Flood effect: Kerala’s MFI sector now faces a dry spell

NARAYANAN V | | Updated on: Sep 10, 2018

Kerala is likely to witness a surge in demand for credit, especially in the areas of house construction, repairs and renovation | Photo Credit: SIVARAM V

Braces for double challenge of credit slippage and revival of operations

After recovering from the aftershocks of demonetisation, cash-intensive microfinance institutions (MFIs) and small finance banks (SFB) are bracing up to face the dual challenges of credit slippage and revival of operations in flood-ravaged Kerala.

Kerala witnessed one of the worst floods in 100 years after south-west monsoon rains lashed the State for more than two weeks, claiming more than 400 lives and displacing over eight lakh people across 3,314 relief camps in the State.

MFIs and SFBs, which operate at the grassroot-level and focus on lending to small and marginal borrowers in rural areas, have been the worst hit by the recent floods. “The real challenge for MFIs will begin only this month since last month’s floods came only after the repayment cycle date (20th of every month),” said the top official of a leading microfinance company on condition of anonymity.

According to Micrometer, a monthly report from Microfinance Institutions Network (MFIN), a self-regulatory organisation (SRO) governing the industry, Kerala has nine NBFC-MFIs spread across 303 branches, with a gross loan portfolio of ₹2,237 crore as on June 30, 2018.

Besides, Kerala has two SFBs — ESAF and Ujjivan. Together, MFIs and SFBs have a combined exposure of about ₹5,100 crore in the State.

According to the MFIN report, Kerala’s portfolio at risk (PAR-30) for Q1 FY2018-19 was 2.62 per cent, which will be adversaly affected in the subsequent quarters.

PAR-30 refers to the total principal value outstanding of loans that have at least one payment overdue for more than 30 days. “It (floods) will have short-term effect on the PAR; however, the resilience exhibited by the affected people and collective solidarity shown by the public and with government support we expect normalcy earlier than expected,” said Paul Thomas, Founder, ESAF Group of Social Enterprises.

“Our total exposure in the flood-hit area is around ₹550 crore, which is less than 15 per cent of our total loan portfolio,” said Thomas.

Besides financial uncertainties, MFIs are also facing operational challenges in the form of slowdown in recovery since many of the MFI employees themselves have been affected by the floods and are in the process of rebuilding their properties.

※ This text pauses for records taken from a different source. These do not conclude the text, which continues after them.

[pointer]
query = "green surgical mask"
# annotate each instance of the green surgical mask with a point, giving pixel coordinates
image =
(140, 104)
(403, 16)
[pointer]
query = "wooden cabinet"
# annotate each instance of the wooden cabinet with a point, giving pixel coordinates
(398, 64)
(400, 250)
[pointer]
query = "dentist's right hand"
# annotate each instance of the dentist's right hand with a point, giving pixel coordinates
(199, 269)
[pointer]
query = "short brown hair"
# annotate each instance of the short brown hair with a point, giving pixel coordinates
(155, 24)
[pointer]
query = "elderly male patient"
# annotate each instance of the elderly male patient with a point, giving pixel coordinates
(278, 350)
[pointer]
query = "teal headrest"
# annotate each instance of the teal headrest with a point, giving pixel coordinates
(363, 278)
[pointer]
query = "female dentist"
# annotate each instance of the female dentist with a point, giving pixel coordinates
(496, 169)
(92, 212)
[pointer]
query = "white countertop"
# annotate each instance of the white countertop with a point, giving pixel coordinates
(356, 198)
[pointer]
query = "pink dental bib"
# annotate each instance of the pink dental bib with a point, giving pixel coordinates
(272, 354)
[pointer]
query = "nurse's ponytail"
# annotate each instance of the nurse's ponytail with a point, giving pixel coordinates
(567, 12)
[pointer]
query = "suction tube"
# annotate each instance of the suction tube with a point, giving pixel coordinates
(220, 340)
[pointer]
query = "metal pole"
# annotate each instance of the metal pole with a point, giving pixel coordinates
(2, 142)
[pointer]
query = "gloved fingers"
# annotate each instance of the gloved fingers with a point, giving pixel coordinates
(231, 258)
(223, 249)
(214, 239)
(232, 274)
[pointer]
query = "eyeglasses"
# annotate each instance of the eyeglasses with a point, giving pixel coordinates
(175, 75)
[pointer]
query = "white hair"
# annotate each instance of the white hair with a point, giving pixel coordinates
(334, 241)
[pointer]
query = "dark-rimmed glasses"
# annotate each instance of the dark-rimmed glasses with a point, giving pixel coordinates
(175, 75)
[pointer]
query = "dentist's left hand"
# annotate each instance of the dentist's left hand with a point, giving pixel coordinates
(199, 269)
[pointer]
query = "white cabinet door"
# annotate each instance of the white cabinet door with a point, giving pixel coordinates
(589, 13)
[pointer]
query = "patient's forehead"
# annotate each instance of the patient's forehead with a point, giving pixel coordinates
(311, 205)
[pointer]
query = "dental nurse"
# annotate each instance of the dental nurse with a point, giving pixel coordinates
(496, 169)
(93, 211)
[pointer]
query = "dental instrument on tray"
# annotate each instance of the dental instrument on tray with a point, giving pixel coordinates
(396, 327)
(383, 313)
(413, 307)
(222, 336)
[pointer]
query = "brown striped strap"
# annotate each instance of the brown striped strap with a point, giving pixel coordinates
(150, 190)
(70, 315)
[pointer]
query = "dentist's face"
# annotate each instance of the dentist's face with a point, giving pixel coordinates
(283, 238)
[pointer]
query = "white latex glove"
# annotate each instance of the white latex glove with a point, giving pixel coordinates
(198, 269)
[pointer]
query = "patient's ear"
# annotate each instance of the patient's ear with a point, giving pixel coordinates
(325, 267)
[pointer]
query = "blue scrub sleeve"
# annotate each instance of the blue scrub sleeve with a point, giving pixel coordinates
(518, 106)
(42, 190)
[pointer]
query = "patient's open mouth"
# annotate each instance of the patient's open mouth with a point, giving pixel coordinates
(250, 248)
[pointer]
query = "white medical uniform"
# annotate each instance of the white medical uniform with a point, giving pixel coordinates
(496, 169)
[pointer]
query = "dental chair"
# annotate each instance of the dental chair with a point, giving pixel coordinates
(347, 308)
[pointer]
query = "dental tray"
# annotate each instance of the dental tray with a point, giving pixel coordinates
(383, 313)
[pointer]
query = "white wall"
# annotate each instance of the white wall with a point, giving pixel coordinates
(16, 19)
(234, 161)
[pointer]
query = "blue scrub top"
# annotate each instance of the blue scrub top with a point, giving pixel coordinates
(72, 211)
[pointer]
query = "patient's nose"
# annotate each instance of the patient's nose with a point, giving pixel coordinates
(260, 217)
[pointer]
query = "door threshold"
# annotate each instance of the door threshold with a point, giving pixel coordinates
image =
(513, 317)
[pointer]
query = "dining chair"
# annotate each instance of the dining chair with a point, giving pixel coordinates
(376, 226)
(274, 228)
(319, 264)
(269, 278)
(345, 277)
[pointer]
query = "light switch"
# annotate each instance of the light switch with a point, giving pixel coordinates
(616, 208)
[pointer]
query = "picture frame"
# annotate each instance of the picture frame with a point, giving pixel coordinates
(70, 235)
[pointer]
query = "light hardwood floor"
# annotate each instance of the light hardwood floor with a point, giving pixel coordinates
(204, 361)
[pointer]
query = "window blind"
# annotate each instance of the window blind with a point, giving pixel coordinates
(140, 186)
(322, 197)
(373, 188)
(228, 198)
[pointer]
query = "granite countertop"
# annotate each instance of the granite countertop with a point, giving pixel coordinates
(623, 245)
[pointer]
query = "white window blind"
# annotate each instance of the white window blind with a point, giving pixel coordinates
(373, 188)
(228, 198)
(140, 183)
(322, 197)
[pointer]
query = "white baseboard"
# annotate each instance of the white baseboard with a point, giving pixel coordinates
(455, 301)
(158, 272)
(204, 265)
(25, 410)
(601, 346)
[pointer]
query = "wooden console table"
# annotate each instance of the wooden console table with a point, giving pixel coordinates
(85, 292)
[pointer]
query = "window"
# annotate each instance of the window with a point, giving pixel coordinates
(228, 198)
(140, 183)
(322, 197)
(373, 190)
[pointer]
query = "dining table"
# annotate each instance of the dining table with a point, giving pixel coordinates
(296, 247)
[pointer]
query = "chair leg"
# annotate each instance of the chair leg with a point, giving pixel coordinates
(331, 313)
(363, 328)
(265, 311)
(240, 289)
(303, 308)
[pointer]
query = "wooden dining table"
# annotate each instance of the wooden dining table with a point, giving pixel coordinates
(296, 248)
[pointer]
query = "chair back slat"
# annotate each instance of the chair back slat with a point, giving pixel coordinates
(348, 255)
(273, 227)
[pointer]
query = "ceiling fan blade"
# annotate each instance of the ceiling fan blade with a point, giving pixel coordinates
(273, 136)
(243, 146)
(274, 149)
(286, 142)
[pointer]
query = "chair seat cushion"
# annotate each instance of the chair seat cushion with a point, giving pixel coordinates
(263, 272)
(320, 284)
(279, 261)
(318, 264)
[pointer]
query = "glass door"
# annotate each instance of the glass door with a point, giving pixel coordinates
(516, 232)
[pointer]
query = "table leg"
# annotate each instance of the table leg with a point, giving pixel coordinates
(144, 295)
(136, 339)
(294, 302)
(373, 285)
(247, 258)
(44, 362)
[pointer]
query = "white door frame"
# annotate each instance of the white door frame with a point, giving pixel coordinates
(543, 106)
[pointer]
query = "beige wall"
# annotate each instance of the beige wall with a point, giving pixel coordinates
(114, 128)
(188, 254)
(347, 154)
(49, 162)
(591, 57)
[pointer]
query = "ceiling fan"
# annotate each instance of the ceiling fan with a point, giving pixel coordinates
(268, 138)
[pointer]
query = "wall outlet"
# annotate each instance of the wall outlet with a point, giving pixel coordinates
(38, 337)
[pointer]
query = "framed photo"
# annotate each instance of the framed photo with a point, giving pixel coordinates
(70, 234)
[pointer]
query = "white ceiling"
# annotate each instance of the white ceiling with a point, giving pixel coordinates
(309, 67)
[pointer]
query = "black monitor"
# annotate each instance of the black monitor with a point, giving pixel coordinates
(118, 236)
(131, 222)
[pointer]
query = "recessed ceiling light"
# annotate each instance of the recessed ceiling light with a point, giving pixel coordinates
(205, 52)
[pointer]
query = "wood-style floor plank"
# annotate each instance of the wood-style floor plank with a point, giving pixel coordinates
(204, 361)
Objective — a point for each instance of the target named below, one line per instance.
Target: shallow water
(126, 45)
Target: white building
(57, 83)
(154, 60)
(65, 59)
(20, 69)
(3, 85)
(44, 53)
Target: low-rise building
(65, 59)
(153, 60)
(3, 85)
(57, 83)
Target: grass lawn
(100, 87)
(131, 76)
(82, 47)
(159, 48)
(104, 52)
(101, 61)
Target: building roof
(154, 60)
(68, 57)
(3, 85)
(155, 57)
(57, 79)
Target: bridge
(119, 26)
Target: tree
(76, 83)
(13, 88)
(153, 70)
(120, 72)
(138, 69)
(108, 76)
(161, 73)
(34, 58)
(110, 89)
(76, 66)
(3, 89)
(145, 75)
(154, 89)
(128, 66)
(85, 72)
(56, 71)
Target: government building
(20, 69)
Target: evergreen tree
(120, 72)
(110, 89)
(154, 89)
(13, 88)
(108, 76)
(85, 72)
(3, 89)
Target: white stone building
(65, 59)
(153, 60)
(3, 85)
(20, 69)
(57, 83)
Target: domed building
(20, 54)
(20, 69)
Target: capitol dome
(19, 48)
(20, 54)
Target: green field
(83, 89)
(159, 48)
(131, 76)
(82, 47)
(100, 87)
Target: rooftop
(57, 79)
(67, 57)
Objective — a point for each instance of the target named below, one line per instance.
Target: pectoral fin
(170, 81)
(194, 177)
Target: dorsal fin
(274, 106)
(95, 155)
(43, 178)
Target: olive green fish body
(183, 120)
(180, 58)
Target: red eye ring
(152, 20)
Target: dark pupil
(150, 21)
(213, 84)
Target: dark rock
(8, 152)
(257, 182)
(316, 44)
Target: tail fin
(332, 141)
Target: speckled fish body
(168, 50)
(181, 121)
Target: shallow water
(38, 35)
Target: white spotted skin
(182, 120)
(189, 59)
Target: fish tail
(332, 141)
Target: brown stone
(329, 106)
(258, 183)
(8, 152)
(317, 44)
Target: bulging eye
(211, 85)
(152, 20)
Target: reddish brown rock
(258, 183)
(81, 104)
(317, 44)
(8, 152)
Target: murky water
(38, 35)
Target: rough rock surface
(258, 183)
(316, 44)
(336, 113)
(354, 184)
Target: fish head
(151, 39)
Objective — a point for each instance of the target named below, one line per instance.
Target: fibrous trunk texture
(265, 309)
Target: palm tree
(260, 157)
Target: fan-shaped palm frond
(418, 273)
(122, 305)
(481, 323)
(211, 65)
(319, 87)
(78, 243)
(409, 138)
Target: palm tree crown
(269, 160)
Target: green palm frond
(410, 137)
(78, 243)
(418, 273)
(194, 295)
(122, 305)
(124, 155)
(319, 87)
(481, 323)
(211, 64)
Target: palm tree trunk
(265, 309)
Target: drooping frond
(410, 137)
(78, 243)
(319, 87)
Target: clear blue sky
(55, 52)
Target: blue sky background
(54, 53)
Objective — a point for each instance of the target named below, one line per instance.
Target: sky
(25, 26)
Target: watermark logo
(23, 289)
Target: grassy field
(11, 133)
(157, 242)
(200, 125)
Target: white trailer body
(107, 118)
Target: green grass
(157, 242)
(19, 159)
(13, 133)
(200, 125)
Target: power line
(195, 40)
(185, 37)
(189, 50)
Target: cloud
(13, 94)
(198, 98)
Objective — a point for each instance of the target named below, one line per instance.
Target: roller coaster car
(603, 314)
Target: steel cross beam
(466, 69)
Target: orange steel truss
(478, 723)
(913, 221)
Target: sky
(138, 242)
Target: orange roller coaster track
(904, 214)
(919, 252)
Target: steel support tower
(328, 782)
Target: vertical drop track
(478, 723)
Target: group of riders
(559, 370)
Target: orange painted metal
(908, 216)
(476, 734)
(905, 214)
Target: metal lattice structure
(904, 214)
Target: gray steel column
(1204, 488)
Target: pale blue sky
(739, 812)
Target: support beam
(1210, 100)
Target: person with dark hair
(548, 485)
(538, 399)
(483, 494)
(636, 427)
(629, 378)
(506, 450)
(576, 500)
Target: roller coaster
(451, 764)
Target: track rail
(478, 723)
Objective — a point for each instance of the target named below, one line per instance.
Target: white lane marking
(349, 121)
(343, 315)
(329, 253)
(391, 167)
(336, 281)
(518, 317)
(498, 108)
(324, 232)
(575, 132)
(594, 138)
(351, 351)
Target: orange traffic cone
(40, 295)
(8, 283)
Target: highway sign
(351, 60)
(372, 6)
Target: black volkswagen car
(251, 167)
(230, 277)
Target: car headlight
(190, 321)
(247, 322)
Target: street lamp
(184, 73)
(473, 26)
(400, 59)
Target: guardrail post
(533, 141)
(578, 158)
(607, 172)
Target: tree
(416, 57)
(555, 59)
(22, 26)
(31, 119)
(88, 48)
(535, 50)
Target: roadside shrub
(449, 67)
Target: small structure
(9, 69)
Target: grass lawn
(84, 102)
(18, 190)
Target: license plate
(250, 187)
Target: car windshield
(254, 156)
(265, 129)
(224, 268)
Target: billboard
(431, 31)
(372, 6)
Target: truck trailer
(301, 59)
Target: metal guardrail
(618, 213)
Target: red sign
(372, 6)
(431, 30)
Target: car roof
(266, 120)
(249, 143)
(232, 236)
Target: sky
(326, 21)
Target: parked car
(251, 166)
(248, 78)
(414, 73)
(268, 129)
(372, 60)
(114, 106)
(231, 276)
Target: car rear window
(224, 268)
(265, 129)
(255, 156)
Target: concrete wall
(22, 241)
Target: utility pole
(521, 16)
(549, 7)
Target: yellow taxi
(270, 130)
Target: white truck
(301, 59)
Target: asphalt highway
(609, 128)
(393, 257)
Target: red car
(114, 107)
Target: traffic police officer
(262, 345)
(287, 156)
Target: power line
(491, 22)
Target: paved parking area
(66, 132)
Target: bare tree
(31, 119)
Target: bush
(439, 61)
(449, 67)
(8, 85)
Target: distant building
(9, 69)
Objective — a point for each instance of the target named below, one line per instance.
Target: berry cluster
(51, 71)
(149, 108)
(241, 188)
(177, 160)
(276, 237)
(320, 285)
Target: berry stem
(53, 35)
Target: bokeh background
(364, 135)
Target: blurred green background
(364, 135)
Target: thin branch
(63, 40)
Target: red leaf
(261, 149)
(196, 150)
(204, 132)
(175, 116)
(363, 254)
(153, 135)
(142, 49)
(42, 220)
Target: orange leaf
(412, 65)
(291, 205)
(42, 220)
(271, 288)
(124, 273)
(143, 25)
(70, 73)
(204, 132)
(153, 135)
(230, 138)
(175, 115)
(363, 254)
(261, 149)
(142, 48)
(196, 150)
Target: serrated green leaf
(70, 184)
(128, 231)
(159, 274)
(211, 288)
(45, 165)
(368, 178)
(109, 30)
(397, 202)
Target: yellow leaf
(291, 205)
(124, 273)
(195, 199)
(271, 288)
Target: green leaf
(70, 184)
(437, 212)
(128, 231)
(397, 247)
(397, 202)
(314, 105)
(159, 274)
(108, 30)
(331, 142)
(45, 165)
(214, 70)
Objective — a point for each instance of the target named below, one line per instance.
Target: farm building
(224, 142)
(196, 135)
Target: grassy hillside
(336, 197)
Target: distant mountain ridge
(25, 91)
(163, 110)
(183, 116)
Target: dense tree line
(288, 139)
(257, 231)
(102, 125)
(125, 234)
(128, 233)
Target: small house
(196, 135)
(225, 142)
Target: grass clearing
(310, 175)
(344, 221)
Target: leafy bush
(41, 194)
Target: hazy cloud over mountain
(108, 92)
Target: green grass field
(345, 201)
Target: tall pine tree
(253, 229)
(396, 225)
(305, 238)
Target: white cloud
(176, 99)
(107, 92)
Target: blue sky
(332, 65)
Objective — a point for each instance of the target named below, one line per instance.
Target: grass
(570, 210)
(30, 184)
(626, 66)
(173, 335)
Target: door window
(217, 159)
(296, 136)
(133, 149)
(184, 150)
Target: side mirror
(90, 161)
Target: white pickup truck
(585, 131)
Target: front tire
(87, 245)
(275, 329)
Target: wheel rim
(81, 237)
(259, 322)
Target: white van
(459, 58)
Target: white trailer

“We have already designed a quick emergency advance for the affected,” Thomas said, adding that customer-wise requirements for extending the relief measures suggested by the State-Level Banking Committee (SLBC) are being assessed.

“With the level of resilience shown by people of Kerala, we believe things will soon improve,” said Udaya Kumar, President, MFIN.

In accordance with the RBI guidelines on natural calamity, the SLBC had earlier directed MFIs in the State to provide repayment holiday to borrowers till August 31.

“We have also requested our members to extend more time for customers to repay their dues and our members (MFIs) are very sensitive to the situation,” Kumar added.

Credit demand

According to a report from India Ratings, credit demand in Kerala is estimated to increase to ₹11,300 crore in FY19, with over 45 per cent of the Kerala population affected. “Definitely there will be a surge in demand for credit, especially in the areas of house construction, repairs and renovation and consumption,” said Thomas.

Manappuram Finance, a leading gold loan NBFC based in Kerala, said its assets under management (AUM) in Kerala is over ₹1,100 crore, of which ₹650 crore is derived from flood-hit districts, 70 per cent from gold loans, and the rest from microfinance, home loans, vehicle loans and SME lending.

“As gold loans are a popular way to raise money for emergencies and unforeseen events, we expect an initial uptick in demand for gold loans,” said VP Nandakumar, MD & CEO, Manappuram Finance.

However, when funds for rehabilitation and reconstruction start flowing in, the demand will likely get back to normal, added Nandakumar.